Handing over any operations at any port, big or small, to Muslim Arabs in this day and age is akin to Superman gifting Lex Luthor a vast, vast supply of kryptonite and just standing there afterwards watching the clouds. It’s just stupid. What’s even dumber is the attempt to justify such a decision: because the previous company – British – was bought out by Dubai Ports World it’s okay, and oh yeah: "We make sure there are assurances in place, in general, sufficient to satisfy us that the deal is appropriate from a national security standpoint.” This from the head of the Department of Homeland Security.

Remind me again why the DHS was created in the first place? My memory could be wrong on this, but I thought one of the mandates of the DHS was protecting the borders of our Republic and making it harder for terrorists to attack us. Not easier. Is the motto of the U.S. Department of Homeland Security now "Let's just erase any of the minimal progress that was made since 2001"?

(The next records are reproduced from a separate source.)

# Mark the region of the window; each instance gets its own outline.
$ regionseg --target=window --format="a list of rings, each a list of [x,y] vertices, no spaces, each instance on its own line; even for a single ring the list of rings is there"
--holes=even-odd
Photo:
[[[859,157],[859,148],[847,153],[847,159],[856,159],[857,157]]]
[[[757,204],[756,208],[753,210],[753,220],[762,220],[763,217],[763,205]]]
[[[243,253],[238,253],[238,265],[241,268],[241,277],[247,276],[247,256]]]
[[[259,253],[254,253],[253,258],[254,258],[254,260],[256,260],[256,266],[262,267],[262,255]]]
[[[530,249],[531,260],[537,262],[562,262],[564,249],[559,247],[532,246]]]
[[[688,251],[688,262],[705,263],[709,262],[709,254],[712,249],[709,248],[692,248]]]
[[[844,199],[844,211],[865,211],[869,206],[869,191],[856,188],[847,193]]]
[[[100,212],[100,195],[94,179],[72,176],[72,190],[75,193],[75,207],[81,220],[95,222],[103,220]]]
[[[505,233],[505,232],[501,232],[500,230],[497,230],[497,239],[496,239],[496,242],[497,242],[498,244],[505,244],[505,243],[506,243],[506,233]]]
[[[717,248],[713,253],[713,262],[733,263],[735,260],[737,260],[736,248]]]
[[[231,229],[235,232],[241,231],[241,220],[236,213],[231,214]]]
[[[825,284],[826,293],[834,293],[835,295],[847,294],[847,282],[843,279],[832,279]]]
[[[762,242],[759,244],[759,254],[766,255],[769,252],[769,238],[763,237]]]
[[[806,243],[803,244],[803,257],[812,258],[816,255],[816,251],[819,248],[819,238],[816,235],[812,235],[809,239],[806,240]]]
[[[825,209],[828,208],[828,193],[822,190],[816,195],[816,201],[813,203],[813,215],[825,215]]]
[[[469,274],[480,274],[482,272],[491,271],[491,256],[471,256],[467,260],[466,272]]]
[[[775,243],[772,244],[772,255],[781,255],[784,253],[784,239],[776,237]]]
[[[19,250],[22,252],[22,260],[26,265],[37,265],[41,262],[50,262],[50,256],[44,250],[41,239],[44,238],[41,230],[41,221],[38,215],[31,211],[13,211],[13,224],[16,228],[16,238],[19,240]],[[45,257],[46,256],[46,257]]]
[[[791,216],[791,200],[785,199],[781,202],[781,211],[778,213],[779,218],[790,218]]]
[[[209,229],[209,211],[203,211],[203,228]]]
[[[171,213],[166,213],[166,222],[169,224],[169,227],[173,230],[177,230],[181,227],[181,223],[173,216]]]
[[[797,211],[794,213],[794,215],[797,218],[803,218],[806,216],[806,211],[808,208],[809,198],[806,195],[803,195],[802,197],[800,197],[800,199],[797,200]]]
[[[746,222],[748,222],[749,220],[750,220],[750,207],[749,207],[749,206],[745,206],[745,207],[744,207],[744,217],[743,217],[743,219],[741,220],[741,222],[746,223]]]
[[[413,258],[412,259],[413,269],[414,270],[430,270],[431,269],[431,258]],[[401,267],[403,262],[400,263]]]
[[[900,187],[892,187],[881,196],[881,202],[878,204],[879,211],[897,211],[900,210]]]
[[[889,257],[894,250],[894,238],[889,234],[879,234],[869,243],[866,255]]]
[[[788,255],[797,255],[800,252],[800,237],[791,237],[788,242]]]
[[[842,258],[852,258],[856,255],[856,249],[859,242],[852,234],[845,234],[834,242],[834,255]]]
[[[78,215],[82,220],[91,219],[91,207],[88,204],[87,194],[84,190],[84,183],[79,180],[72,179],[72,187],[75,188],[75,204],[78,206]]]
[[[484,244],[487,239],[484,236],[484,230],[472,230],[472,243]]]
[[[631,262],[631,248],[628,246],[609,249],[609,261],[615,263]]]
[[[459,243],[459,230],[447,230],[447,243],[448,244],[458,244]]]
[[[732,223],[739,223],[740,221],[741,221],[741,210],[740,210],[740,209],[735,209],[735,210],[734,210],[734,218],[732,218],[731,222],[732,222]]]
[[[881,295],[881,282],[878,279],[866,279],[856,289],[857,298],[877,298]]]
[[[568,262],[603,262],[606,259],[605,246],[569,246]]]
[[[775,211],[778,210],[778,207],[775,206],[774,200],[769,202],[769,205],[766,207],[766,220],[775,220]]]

The creators of Independence Day in 1996 and Armageddon in 1998 were unable to contemplate the possibility that even powerful alien death rays or direct hits by meteors could bring down the Twin Towers. Then along came 9/11 and less than twenty Arab hijackers armed with box cutters took over four passenger jets and used two of them to, indirectly, shatter a Hollywood myth about the strength of those towers on live TV.

Do we really want to hand over any U.S. port operations to a Muslim Arab company? In 2006? With riots around the world over cartoons, embassies burned to the ground in the Arab world, and the majority of Islamic terrorists trying to kill us being...well...Muslim Arabs?

The Sum of All Fears may be just a book and movie, but the fact remains that if one man or just a few sympathizers can somehow facilitate the smuggling of a dirty bomb or, God-forbid, a fully-operational nuclear device into the United States via any vulnerable port – and a port owned and operated by an Arab company in our current world climate unfortunately fits the bill, and I don’t mean to sound intolerant – then we face the prospect of , once again, a novel’s story and Hollywood thrills translating into a newspaper stories and real-life kills…possibly in the thousands or millions.

You know, many years before The Sum of All Fears became a movie, it also like Debt of Honor was a book written by Tom Clancy. And while in the movie version the terrorists were neo-Nazis, in the novel they were Muslims.

Hmmm. Hmmmmmmmm...

By handing over port operations to an Arab company - tied to an Arab country that in one way or another provided the Muslim terrorists who carried out 9/11 with comfortable shelter - at this point in our history, do we really want to help increase the chances that a fictional Tom Clancy story involving a terrorist attack on America will become in any way, shape or form an unfortunate and tragic reality once again?

I think not. I certainly hope not.

Then why, Dubya? Why, if you claim to be committed to protecting America, would you approve and want to go through with something like this?